Differential contribution of TrkB and p75NTR to BDNF-dependent self-renewal, proliferation, and differentiation of adult neural stem cells.

Abstract

Alterations in adult neurogenesis are a common hallmark of neurodegenerative diseases. Therefore, understanding the molecular mechanisms that control this process is an indispensable requirement for designing therapeutic interventions addressing neurodegeneration. Neurotrophins have been implicated in multiple functions including proliferation, survival, and differentiation of the neural stem cells (NSCs), thereby being good candidates for therapeutic intervention. Brain-derived neurotrophic factor (BDNF) belongs to the neurotrophin family and has been proven to promote neurogenesis in the subgranular zone. However, the effects of BDNF in the adult subventricular zone (SVZ) still remain unclear due to contradictory results. Using in vitro cultures of adult NSCs isolated from the mouse SVZ, we show that low concentrations of BDNF are able to promote self-renewal and proliferation in these cells by activating the tropomyosin-related kinase B (TrkB) receptor.
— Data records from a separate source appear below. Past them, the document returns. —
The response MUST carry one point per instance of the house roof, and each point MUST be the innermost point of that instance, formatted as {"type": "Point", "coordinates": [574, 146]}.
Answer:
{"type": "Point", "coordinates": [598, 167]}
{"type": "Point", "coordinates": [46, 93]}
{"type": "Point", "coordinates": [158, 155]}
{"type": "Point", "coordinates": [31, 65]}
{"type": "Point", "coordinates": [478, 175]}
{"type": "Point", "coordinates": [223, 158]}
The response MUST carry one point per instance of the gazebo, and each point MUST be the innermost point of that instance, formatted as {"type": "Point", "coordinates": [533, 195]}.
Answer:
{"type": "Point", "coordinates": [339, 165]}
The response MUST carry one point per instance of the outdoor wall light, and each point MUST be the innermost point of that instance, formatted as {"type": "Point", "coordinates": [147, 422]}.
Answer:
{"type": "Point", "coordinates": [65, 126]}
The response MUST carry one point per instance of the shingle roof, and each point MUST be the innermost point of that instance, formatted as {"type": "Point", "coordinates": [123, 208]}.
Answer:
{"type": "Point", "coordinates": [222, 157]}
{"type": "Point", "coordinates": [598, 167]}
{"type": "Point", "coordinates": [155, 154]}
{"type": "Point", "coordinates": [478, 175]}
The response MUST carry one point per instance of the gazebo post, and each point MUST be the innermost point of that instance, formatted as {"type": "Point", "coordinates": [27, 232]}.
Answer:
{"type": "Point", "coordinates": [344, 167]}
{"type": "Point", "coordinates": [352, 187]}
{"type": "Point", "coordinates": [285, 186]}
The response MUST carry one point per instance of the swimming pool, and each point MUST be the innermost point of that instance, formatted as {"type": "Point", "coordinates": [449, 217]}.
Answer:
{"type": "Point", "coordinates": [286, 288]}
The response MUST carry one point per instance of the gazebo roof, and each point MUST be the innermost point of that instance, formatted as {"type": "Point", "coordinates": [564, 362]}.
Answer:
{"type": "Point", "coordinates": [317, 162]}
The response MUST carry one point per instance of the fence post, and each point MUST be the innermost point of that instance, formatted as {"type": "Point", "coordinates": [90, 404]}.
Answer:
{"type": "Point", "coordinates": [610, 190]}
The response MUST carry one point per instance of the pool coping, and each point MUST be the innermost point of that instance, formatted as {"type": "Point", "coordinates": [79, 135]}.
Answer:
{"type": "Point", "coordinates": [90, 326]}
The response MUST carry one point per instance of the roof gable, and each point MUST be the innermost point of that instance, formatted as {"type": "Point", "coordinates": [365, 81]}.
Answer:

However, higher concentrations of BDNF that can bind the p75 neurotrophin receptor (p75NTR) potentiate TrkB-dependent self-renewal and proliferation and promote differentiation of the adult NSCs, suggesting different molecular mechanisms in BDNF-promoting proliferation and differentiation. The use of an antagonist for p75NTR reduces the increment in NSC proliferation and commitment to the oligodendrocyte lineage. Our data support a fundamental role for both receptors, TrkB and p75NTR, in the regulation of NSC behavior.